A comissão ainda está sendo instalada e sua conformação gerou alguma polêmica (há proposta de que sejam excluídos partidos que integraram o governo Alan García). Já em termos de Fiscalía (Procuradoria de Justiça), começaram as indagações preliminares. A Fiscalía enviou um grupo de procuradores ao Brasil para trazer informações sobre o caso.
Está comprovado que Dirceu atuou como lobista das construtoras Engevix e Queiroz Galvão no Peru? Há provas de que Dirceu e Zaida Sisson têm conexões com o ex-presidente peruano Alan García?
Tudo indica que realmente Dirceu atuou como lobista dessas empreiteiras. Tem saído muita informação nos meios de comunicação peruanos. Pessoalmente, revisei as agendas presidenciais da época do governo Alan García e encontrei reuniões do então presidente no Palácio de Governo, tanto com Dirceu como com Zaida Sisson (os documentos foram repassados a ZH).
Qual é a situação de Alan García agora? É investigado? Já falou no Congresso?
Ainda não é investigado formalmente, já que a comissão especial ainda não se instalou.

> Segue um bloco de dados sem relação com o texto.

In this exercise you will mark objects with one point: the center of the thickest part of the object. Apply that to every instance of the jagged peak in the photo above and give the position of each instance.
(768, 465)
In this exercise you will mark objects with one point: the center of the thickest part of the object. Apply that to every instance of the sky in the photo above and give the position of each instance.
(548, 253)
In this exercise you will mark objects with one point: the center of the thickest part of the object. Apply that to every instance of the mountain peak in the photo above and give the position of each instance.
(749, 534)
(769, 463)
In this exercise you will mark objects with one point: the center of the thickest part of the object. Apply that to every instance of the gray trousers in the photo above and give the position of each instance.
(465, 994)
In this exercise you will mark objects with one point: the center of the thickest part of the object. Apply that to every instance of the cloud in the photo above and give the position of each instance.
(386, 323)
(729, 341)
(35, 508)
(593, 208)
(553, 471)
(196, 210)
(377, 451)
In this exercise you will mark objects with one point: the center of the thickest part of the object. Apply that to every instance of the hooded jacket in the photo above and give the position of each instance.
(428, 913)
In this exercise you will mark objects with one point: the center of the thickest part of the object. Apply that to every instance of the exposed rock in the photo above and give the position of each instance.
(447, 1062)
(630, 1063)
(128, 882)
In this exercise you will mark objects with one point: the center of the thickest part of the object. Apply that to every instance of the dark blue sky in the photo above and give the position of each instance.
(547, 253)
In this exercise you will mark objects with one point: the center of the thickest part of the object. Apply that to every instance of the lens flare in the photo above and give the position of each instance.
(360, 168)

Com respeito ao atual governo peruano, há alguma suspeita de ligação com José Dirceu?
Diferentes informações jornalísticas ligam o presidente Humala com José Dirceu.
O senhor integra a comissão que investiga Dirceu e García?
Por enquanto não tenho cargo na comissão, mas presidi a outra comissão que investigou a gestão de Alan García (2006-2011), chamada Megacomissão. Por isso, tenho informação sobre suas agendas.
Obras sob suspeita
Restauração da rodovia Huaura-Sayán-Churín-Ponte Tingo
-Obra da construtora Andrade Gutierrez S.A.
-Contrato do governo Alan García.
-Investimento estimado, em 2012: US$ 146 milhões, mas chegou a US$ 169 milhões, com 18 aditivos.
-Situação atual: ainda não concluída.
Construção da Avenida Néstor Gambetta, em Callao
-Obra das construtoras Queiroz Galvão e Andrade Gutierrez.
-Contrato do governo Ollanta Humala.
-Investimento estimado em 2014: US$ 250 milhões.
-Situação atual: ainda não concluída.
Melhoria de Estação de Tratamento de água em Huachipa
-Obra da Galvão Engenharia.
-Contrato do governo Alan García.
-Investimento estimado em 2008: US$ 108 milhões, mas chegou a US$ 284 milhões pelos aditivos.
-Situação: foi inaugurada em outubro de 2011.
Restauração da estrada Quilca-Matarani
-Obra da Camargo Corrêa.
-Contrato do governo Ollanta Humala.
-Investimento estimado em 2013: US$ 45 milhões.
-Situação: ainda não concluída. Foram feitos cinco aditivos e o custo pulou para US$ 172 milhões.
Obras complementares na Rodovia Interoceanica Sur
-Obra do Consórcio Intersur (Andrade Gutierrez, Camargo Corrêa e construtora Queiroz Galvão).
-Investimento estimado em 2005: US$ 198 milhões, mas o custo final foi de US$ 667 milhões em 2009, ano em que foi concluída.
Projeto de Irrigação Chavimochic, Etapa III (deserto de Trujillo)
-Obra da Construtora Engevix
-Contrato de um governo regional da província de La Libertad.
-Investimento estimado: US$ 900 mil.
-Situação: obra iniciada em março de 2012 e ainda não concluída.